Las evasiones fiscales, de servicios, “olvido del vasallaje” y otras ínfulas de autonomía desataron la cólera monárquica. Entre todos, contrabandistas, burócratas y socios ingleses, forjaron una libertad que duró casi dos décadas, y su inusitada rebelión perturbó, como nunca antes, las agendas borbónicas. Aquellos excesos determinaron la extinción de la Real Audiencia de Panamá, pero el comercio clandestino y lo que hoy podríamos llamar ‘corrupción’ permanecieron como instituciones políticas del istmo durante los tiempos republicanos.
Sebastián Gómez González. Profesor del departamento de Historia, Universidad de Antioquia.

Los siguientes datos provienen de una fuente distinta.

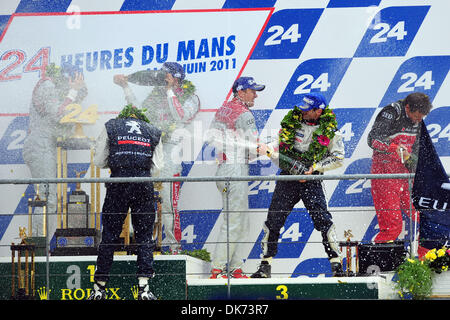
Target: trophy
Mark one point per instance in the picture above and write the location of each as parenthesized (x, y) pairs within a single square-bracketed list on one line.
[(77, 233), (78, 206), (77, 238), (22, 279), (37, 236), (80, 117), (348, 244)]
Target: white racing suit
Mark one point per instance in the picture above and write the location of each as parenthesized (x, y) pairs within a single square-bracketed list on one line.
[(165, 111), (39, 150), (234, 134), (288, 193)]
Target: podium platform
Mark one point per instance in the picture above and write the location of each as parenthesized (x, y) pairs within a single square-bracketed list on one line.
[(182, 277), (71, 277), (373, 287)]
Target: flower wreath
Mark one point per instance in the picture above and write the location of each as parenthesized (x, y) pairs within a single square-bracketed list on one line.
[(321, 137), (185, 91)]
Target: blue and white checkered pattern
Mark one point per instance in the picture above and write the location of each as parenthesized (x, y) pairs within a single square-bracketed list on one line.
[(360, 54)]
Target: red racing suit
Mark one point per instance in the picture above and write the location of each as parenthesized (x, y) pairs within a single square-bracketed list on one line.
[(392, 127)]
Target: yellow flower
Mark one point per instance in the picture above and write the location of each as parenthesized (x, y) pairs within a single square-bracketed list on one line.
[(441, 253), (431, 255)]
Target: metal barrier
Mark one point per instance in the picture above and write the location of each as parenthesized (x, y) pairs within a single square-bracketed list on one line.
[(227, 180)]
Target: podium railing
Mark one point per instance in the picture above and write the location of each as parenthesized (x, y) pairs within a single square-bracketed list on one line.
[(200, 179)]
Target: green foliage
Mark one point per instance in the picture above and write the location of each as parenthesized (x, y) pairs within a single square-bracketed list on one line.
[(414, 278), (130, 111)]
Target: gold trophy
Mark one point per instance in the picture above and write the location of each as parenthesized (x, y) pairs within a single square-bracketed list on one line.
[(77, 235), (22, 287)]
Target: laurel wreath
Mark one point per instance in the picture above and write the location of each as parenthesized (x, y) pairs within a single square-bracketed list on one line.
[(130, 111), (321, 137)]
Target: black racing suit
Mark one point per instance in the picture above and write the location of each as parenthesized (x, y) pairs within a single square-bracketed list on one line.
[(392, 127), (131, 144)]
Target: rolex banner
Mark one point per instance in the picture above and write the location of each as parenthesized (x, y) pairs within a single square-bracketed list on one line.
[(431, 195)]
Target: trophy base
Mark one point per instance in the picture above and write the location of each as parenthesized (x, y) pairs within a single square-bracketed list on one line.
[(76, 143), (22, 296), (76, 241), (378, 257), (39, 243)]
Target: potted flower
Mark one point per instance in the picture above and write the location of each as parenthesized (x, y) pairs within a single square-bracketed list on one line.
[(416, 278)]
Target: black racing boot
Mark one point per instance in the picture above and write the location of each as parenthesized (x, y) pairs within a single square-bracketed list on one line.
[(336, 269), (264, 270)]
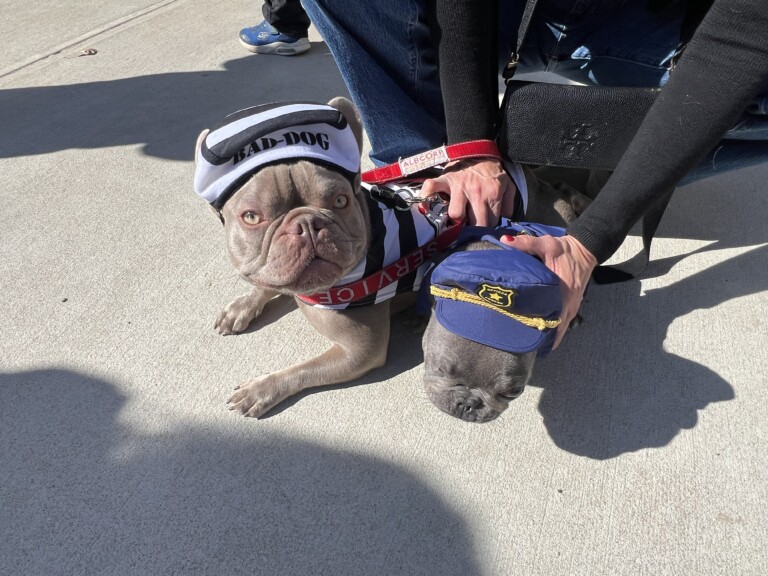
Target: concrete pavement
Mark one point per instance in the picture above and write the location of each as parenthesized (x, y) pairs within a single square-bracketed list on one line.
[(638, 449)]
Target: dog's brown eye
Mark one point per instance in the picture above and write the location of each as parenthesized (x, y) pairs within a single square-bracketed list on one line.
[(250, 217)]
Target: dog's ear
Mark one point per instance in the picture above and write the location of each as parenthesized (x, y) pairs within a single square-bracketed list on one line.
[(199, 142), (350, 112)]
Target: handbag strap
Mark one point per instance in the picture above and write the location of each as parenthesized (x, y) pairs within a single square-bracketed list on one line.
[(525, 22)]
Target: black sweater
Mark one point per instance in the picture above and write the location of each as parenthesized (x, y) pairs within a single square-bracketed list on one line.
[(723, 67)]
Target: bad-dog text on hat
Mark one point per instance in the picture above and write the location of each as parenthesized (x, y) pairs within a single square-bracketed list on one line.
[(291, 138)]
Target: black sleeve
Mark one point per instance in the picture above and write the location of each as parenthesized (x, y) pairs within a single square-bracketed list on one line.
[(723, 67), (465, 32)]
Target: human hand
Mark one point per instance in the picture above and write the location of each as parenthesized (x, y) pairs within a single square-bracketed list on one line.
[(480, 190), (567, 258)]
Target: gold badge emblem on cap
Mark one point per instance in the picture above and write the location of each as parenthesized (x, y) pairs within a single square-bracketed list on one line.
[(497, 296)]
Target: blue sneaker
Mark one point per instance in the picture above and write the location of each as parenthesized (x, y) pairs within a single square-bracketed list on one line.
[(265, 39)]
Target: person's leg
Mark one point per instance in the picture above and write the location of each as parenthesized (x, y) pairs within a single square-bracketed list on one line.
[(287, 16), (605, 42), (283, 30), (384, 52)]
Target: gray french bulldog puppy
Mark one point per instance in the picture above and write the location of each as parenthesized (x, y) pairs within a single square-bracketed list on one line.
[(295, 223), (473, 381)]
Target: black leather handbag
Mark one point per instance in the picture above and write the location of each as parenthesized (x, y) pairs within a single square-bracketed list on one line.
[(565, 125)]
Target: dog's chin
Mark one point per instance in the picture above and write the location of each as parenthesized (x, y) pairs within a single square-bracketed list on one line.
[(319, 274), (468, 404)]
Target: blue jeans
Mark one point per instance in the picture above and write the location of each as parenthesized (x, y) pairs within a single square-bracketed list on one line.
[(385, 54)]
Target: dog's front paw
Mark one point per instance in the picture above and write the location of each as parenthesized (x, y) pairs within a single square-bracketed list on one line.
[(237, 316), (256, 397)]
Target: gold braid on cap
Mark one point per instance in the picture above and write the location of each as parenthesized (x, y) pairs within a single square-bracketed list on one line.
[(462, 296)]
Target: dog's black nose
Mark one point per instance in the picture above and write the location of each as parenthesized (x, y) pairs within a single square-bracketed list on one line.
[(467, 408)]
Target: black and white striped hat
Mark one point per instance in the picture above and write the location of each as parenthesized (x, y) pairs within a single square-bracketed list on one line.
[(254, 137)]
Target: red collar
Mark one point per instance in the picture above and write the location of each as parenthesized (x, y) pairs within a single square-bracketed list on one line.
[(392, 273), (398, 171)]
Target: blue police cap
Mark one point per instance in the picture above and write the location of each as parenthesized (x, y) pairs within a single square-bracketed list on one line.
[(505, 298)]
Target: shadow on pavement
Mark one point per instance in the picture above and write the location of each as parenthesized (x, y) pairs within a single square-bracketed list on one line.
[(613, 387), (163, 112), (81, 493)]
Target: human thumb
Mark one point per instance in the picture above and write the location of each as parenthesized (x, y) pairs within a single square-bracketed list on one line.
[(528, 244)]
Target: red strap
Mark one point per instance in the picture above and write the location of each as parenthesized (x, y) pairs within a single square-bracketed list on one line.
[(419, 162), (371, 284)]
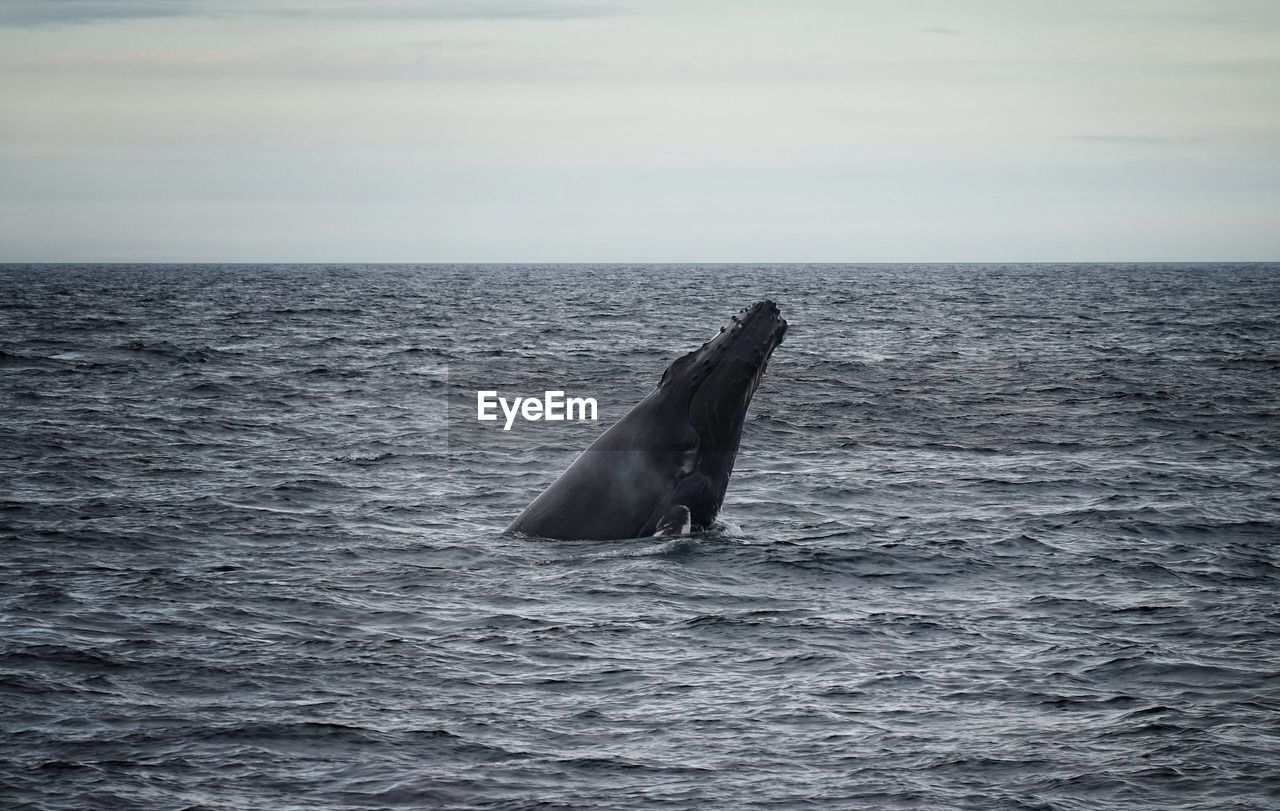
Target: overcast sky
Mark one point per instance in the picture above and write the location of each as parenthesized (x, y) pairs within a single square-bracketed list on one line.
[(639, 131)]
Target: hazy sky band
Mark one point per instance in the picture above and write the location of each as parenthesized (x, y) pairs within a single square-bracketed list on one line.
[(471, 131)]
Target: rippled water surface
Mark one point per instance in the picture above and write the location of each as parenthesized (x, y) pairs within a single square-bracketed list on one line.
[(997, 537)]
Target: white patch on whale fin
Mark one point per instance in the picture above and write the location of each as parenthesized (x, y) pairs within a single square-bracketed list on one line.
[(676, 521)]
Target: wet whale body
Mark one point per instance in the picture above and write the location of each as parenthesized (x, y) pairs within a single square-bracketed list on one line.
[(664, 467)]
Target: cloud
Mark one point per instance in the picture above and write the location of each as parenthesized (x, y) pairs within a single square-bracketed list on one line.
[(53, 13), (56, 13), (1128, 140)]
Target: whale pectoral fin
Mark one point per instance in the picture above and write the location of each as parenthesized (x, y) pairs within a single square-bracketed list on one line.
[(675, 521)]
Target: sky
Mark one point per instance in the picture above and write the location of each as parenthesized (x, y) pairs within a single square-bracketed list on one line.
[(696, 131)]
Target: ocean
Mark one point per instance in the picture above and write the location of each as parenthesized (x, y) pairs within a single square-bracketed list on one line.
[(999, 536)]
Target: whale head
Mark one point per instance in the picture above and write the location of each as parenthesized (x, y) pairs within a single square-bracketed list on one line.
[(707, 392)]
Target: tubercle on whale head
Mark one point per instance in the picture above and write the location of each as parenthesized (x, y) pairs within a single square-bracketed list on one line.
[(746, 343)]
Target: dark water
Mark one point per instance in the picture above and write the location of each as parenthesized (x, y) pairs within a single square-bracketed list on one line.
[(999, 537)]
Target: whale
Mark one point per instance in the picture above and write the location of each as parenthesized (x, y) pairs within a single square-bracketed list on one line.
[(663, 468)]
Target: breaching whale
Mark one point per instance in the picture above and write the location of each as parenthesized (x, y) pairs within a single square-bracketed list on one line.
[(663, 468)]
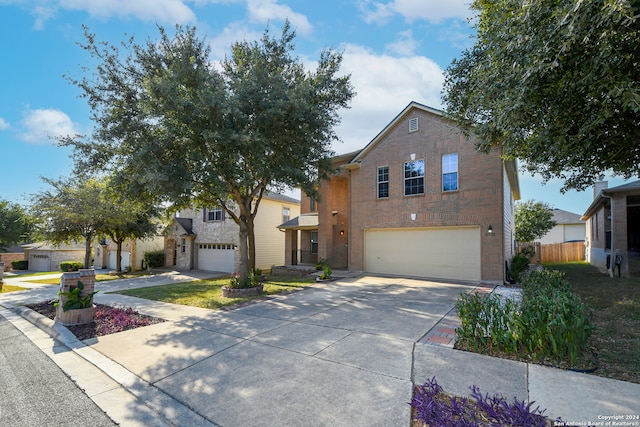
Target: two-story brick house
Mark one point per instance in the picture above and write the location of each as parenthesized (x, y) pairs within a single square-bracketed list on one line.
[(418, 200), (207, 239)]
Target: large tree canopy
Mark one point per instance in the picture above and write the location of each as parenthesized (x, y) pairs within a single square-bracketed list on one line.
[(176, 127), (556, 84)]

* La columna bicentenaria es un proyecto colectivo coordinado por los profesores Daniel Gutiérrez (Universidad Externado) y Franz Hensel (Universidad del Rosario), en el que científicos sociales buscan dar perspectiva al bicentenario que se celebrará con motivo de la Batalla de Boyacá y la creación de la República de Colombia.